Skip to contents

The function takes a directory of JSONL files as written from a call to pro_request_jsonl(...) and converts each file individually to a Parquet file. The subfolder structure from the input is preserved in the output, so files in Chunk_1/ will be written to Chunk_1/ in the output directory.

Usage

pro_request_jsonl_parquet(
  input_jsonl = NULL,
  output = NULL,
  overwrite = FALSE,
  verbose = TRUE,
  delete_input = FALSE,
  sample_size = 1000,
  workers = NULL
)

Arguments

input_jsonl

The directory of JSON files returned from pro_request(..., json_dir = "FOLDER").

output

output directory for the parquet dataset; default: temporary directory.

overwrite

Logical indicating whether to overwrite output.

verbose

Logical indicating whether to show verbose information. Defaults to TRUE

delete_input

Determines if the input_jsonl should be deleted afterwards. Defaults to FALSE.

sample_size

Number of records to sample from each file when inferring the unified schema. Higher values give more accurate schema inference but use more memory. Default is 1000. Set to -1 to read all records (may be slow for large files).

workers

Number of parallel workers for file conversion via future.apply::future_lapply(). Default is NULL (sequential processing).

Value

The function returns the output path invisibly.

Details

The page column (added by pro_request_jsonl()) is preserved as a regular column in the Parquet data.

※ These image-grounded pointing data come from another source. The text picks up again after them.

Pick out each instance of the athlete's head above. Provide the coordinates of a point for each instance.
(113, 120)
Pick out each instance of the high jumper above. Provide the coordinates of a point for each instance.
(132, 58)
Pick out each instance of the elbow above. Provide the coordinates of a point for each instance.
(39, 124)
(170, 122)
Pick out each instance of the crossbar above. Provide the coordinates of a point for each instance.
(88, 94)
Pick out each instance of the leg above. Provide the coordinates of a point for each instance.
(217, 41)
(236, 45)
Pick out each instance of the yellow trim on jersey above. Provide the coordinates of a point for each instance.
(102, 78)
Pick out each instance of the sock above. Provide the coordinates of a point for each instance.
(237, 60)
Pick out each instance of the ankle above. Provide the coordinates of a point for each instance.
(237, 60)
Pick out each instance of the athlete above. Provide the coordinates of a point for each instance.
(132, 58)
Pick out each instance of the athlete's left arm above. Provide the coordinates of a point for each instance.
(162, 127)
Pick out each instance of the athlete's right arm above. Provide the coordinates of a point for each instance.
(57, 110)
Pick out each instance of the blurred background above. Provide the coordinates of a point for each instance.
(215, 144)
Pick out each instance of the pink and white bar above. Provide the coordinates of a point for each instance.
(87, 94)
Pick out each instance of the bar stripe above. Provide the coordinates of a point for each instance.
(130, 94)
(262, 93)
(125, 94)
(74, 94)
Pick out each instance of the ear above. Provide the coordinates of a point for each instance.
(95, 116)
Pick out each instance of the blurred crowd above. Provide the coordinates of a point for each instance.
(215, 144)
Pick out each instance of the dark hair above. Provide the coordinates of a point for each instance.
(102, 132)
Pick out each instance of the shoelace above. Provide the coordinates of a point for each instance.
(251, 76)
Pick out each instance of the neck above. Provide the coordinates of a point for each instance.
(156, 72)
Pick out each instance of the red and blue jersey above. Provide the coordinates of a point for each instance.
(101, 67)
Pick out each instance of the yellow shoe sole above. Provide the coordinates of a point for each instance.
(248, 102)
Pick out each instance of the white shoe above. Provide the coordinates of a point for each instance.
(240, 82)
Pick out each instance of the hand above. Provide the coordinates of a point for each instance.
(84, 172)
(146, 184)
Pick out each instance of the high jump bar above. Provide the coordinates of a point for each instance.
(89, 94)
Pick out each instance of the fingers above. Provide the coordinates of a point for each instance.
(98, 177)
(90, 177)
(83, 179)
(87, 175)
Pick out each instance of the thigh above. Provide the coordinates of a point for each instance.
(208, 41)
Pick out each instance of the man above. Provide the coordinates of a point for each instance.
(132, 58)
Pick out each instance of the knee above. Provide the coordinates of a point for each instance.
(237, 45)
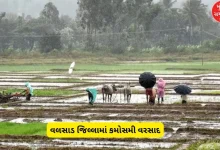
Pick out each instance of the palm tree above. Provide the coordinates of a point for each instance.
(195, 14)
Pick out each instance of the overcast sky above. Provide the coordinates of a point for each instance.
(65, 7)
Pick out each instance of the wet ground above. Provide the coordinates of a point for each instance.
(184, 124)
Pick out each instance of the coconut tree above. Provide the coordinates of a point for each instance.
(194, 12)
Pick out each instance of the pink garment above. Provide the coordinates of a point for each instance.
(160, 88)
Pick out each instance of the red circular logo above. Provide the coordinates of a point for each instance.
(216, 11)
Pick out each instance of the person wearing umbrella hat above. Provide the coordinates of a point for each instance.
(151, 95)
(160, 89)
(184, 99)
(183, 90)
(92, 95)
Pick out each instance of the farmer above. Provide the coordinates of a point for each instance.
(160, 89)
(151, 95)
(92, 95)
(184, 99)
(28, 91)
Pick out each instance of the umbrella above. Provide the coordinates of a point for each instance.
(147, 80)
(182, 89)
(71, 67)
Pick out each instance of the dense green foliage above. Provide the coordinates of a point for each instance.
(116, 26)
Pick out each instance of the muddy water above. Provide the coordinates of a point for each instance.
(95, 144)
(17, 77)
(141, 98)
(37, 84)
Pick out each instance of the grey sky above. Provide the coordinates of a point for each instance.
(65, 7)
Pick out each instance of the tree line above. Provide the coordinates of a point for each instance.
(110, 25)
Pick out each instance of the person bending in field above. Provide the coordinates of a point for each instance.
(161, 89)
(151, 95)
(184, 99)
(28, 91)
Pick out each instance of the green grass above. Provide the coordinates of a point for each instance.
(113, 67)
(23, 129)
(46, 92)
(71, 80)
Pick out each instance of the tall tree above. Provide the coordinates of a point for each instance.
(50, 14)
(167, 4)
(195, 13)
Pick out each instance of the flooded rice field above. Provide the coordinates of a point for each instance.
(184, 124)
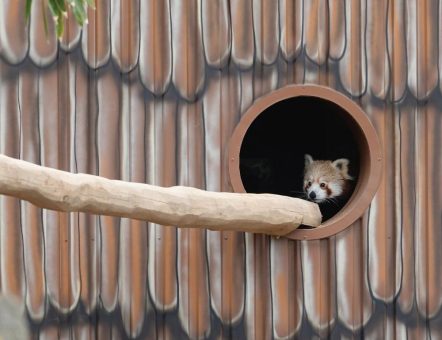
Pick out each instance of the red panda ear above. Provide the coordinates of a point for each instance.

When starting the conversion, a file 00_in.progress is created which is deleted upon completion.

The function uses DuckDB to read the JSON files and to create the Apache Parquet files. Each JSON file is converted individually using its own DuckDB connection, which enables parallel processing via future.apply::future_lapply().

To ensure consistent schemas across all Parquet files, the function first infers a unified schema by sampling records from all JSONL files. This prevents type mismatches (e.g., a column being struct in one file but string in another) that would cause errors when reading the combined Parquet dataset.